En América Latina, la expansión del virus empezó su aceleración durante el mes de marzo y, con ello, con cada vez mayor velocidad se comenzaron a establecer medidas políticas y económicas para paliar los efectos de la crisis. De manera general, en un principio, las decisiones estuvieron orientadas a la esfera sanitaria, a las medidas de cuarentena y el cese de actividades no fundamentales. Le siguieron anuncios con multimillonarias cifras para apoyar el desempleo y el derrumbe de miles de empresas y, mientras el número de infectados seguía aumentando, fueron apareciendo temas que no estaban en la primera página de la agenda de marzo, como los costos psicológicos que está pagando la población por el confinamiento, el aumento de la violencia contra las mujeres y los niños, el espacio que han ganado las bandas de narcotráfico y un aumento cada vez más marcado de casos en los sectores más vulnerables y desprotegidos.

Los países latinoamericanos tuvieron la oportunidad de adelantarse algunas semanas al virus tomando en consideración lo que estaba pasando en China y Europa. La mayoría así lo hizo, y eso explica en gran medida los aciertos y fracasos en el control de la pandemia cuando se compara la evolución del virus entre los países de la región. Sin embargo, los gobiernos han tenido que tomar sus propias decisiones y, especialmente ahora que comienzan a aparecer las consecuencias secundarias como las antes descritas, han tenido que innovar y adaptarse frente a la realidad heterogénea de sus territorios.
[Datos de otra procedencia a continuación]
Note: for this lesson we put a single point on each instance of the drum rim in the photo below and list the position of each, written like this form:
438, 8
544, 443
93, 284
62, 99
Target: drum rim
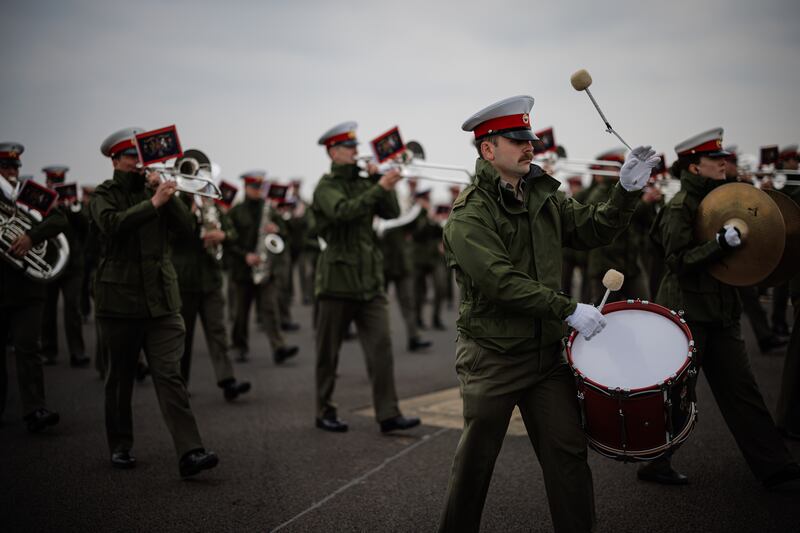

Aun no existe un completo entendimiento sobre el virus, como así tampoco hay plena seguridad sobre el efecto de las medidas que es necesario tomar para contener la crisis sanitaria y económica. Sin embargo, sobre este escenario de incertidumbre, cada país ha comenzado a cimentar su ruta para controlar la situación. En este proceso, desde Rimisp consideramos que es necesario destacar, asimismo, cómo ha ido emergiendo un mosaico de debates sumamente relevante al interior de los países sobre las implicancias que tendrán estas medidas en los caminos de desarrollo. Los países de Norte, Centro y Suramérica, al mismo tiempo que enfrentan la pandemia, han comenzado a repensar los acuerdos sobre los cuales se han estructurado las sociedades latinoamericanas durante los últimos años.

Por ejemplo, ha ganado una fuerza renovada el debate sobre la importancia de fortalecer los sistemas de salud pública y avanzar en una agenda de protección social no solo para los sectores asalariados, sino que también para el gran número de trabajadores del sector informal. Con la detención de las ciudades, el breve mejoramiento de los indicadores medioambientales y la aparición de una fauna casi extinta en las grandes metrópolis, el cambio climático adquirió otro rostro en los ojos de la ciudadanía. El rol que han desplegado los gobiernos federales y locales desde el inicio de la pandemia ha puesto en evidencia la relevancia de la descentralización del poder. Y, finalmente, la radicalidad de los eventos, como los días de confinamiento, pusieron de vuelta en un mismo plano a las generaciones más adultas y los jóvenes, dos eslabones de una cadena que en este principio de siglo parecían reproducir el quiebre generacional de los años 1960.

¿Qué se puede sacar en concreto de todo esto? Aun es temprano para establecer conclusiones. No obstante, lo que sí se puede desprender de estas experiencias, es que no es después de la pandemia que llegará el futuro, que las sociedades cambiarán. El futuro es hoy, está sucediendo, y cada uno de los hechos que atraviesan las sociedades latinoamericanas es historia que está abriendo un nuevo horizonte de posibilidades. La pandemia no solo se ha llevado vidas, también ha derribado certezas, lo que permite que los ciudadanos recuperen un protagonismo postergado en este nuevo siglo.